I fondi di caffè contengono mediamente circa il 2,3% di azoto, una piccola percentuale di fosforo e potassio. Questi elementi nutrono la vita del suolo e attirano i lombrichi. Usati bene, alleggeriscono una terra pesante e beneficiano alcune piante acidofile. Usati male, invece, destabilizzano completamente l'equilibrio delle aiuole.
Fondi di caffè in giardino: un ammendante da maneggiare con cura
Con una composizione che va dal 2,2 al 2,3% di azoto, dallo 0,05 allo 0,1% di fosforo e circa lo 0,6% di potassio, questo residuo del caffè agisce come un fertilizzante delicato. In piccole dosi, mescolato al terreno o al compost, stimola la microfauna, favorisce le ortensie acidofile e funziona da barriera naturale contro lumache e chiocciole.
Tutto dipende dal dosaggio. Una piccola manciata, ben asciutta e sempre miscelata ad altri materiali, è più che sufficiente, da ripetere solo poche volte l'anno. Distribuito a strato spesso o direttamente alla base degli steli, tende a compattarsi, trattiene l'umidità, può fermentare e diventa un ambiente tutt'altro che confortevole per le radici.
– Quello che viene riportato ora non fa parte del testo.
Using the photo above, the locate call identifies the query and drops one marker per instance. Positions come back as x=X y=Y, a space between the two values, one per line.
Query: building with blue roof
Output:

Le 10 piante che non tollerano i fondi di caffè
Su un terreno già acido, apporti ripetuti mantengono questa acidità e introducono troppo azoto: le piante producono allora molta vegetazione fogliacea, ma pochi fiori o frutti. In superficie, i fondi di caffè possono formare una crosta compatta, quasi idrofoba, che fa scorrere via l'acqua invece di farla penetrare, finendo per soffocare le radici, specialmente nelle piante giovani.
Ecco le piante che non amano i fondi di caffè e che è meglio non fertilizzare con questo metodo:
- Pomodori e altre solanacee: un eccesso di azoto produce un fogliame rigoglioso ma un raccolto scarso.
- Lavanda, rosmarino e timo: piante mediterranee abituate a suoli poveri, calcarei e ben drenati, che temono l'umidità e la compattazione.
- Orchidee: soffrono per l'eccesso di acidità e per la proliferazione di funghi favorita dai fondi umidi.
- Gerani: vedono calare drasticamente la fioritura in un substrato troppo ricco di nutrienti.
- Piselli e fagioli: fissano già autonomamente l'azoto nel terreno e non ne hanno bisogno in aggiunta.
- Carote e ravanelli: tendono a sviluppare soprattutto le parti fogliari a scapito delle radici commestibili.
- Piante grasse, succulente e cactus: prediligono substrati minerali con pochissima materia organica.
Come nutrire queste piante sensibili senza usare i fondi di caffè
Se i fondi di caffè sono già stati sparsi alla base di queste piante, è necessario rompere la crosta superficiale grattando il terreno, rimuovere l'eccesso e mescolare il residuo a compost maturo, foglie secche o un po' di sabbia. Per i prossimi apporti nutritivi, è preferibile orientarsi su soluzioni più adatte a ciascuna specie.
Il compost è la scelta giusta per pomodori, piselli e fagioli. Un po' di cenere di legno beneficia gerani, carote e ravanelli. Lavanda, rosmarino, timo, piante grasse, cactus e orchidee preferiscono invece un substrato minerale povero, quasi privo di fertilizzanti organici.